In order to tell the whole story of the conservation status, conservation impacts, and potential of conservation on a species, the proposed framework of the IUCN Green List of Species proposes four additional concepts to complement the IUCN Red List status:
- The conservation legacy of the species, i.e., the impacts of past conservation.
- The conservation dependence of the species, i.e., what would happen if all current conservation action ceased.
- The conservation gain, i.e. the closer a species moves toward ‘fully recovered’ as the result of conservation action, and
- The long-term recovery potential of a species, i.e. how close to ‘fully recovered’ a species can get with effective conservation action within a designated period of time.
The aim is to launch the IUCN Green List of Species in 2020. GWC and a number of our partners has published a framework for the system and the next steps involve:
- Conducting extensive testing with many different species across the world’s biomes from long-lived trees to insects that live only a few days, from wide-ranging birds to single-site endemic fungi.

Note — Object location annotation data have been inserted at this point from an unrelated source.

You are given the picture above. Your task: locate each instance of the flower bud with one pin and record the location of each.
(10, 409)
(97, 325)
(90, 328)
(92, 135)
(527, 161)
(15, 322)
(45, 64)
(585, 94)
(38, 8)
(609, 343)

- Further refining the key technical issues as well as investigate the sensitivity of various parts of the framework.
- Identifying good terms for each part of the framework that translate easily into many languages.
- Develop a visual identity for the system.
- Discuss with policymakers and industry to see how we can refine the framework to help them better make decisions from it.
*Title is a working draft and may be adjusted in the coming months.